Photo by Grant HuangAccountable care organizations (ACOs) are the talk of town at the moment, but the current proposed rule for ACOs offers little incentive for small to medium-sized physician practices to participate, according to one industry insider.

"Only those groups that truly have the money and resources are going to play," says this source, who works as a regulatory analyst and lobbyist at a major physician advocacy group in Washington. "As the rule is set up now, it's a very tough sell for smaller groups ... and a lot of care in this country is provided by small practices, five providers or less."
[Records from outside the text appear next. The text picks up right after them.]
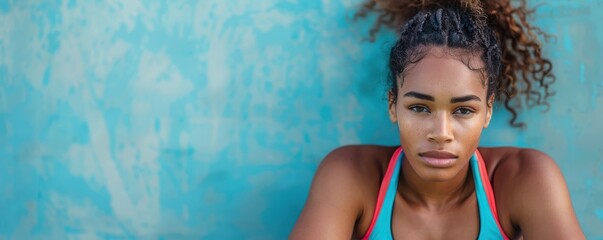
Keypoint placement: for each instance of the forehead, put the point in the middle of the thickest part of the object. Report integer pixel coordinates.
(445, 71)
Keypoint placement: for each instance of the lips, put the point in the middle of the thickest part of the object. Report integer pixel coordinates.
(438, 158)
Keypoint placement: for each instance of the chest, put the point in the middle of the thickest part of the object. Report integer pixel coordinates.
(410, 222)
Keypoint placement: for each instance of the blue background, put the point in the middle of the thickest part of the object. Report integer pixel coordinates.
(207, 119)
This source was speaking to me anonymously because he didn't want his rather negative view on the ACO proposed rule to be associated with the official position of the advocacy group he works for -- though for the record, his employer wasn't entirely sanguine on the rule either, in its current form.

"I think the impact is going to be less than people thought it was going to be," he says. "The way it's set up, the larger group practices and hospitals, those who already have the infrastructure, will be able to do it. I think it's going to be very difficult for small groups to participate, particularly beacuse there's no 'no-risk' option."

When he says "no-risk," he's talking about a way for a practice to be part of an ACO, but not be on the hook should the ACO wind up costing Medicare more than the program would've paid to treat the same population of patients in a given year. The closest the proposed rule gets to "no-risk" is an option for ACOs to share only in savings for the first two years of the program, but be held responsible for excess expenditures during the third year. A second option would have ACOs sharing the risk all three years, but be given 60% of the savings instead of 50% under the first option.

Still, the ACO concept makes sense in theory, the source says. "If you can get the small practices to organize and decrease hospitalizations, if you can pick out high-cost patients and get them hooked up with case managers, and you add to that good case management, you can save big money," he admits. "But the infrastructure you need to do this is not minimalist."

Here's his overall list of major obstacles in the ACO proposed rule that would hamper physician practice participation:

  • Every option exposes practices to some risk
  • There is no federal subsidy to help offset the startup costs of an ACO, which include ensuring that 50% of participating providers have EHR capability
  • The financial upside is limited to 50% of any savings that are produced, and 60% at best, and that comes with three times the risk
  • Major reporting burden for the quality measures that ACOs must meet
  • Significant compliance and legal issues to navigate
  • No help with ACO governance structure and payment distribution structure; it's up to ACO members to decide all this and negotiate amongst themselve show to split any potential savings

The conclusion? The ACO proposed rule would have small practices spend a large amount of time, energy and effectively money to join an experimental project, one which may or may not result in savings, of which they would only be entitled to 50% or 60% of, and then for any one practice, only a fraction of that 50% savings.

The risk is even greater for small practices who don't perform well in their ACO; they risk being given a very small share of whatever savings are produced, because no ACO governing body is likely to dole out rewards blindly, the source says. They will want to split the reward based on how much ACO members contributed, he observes.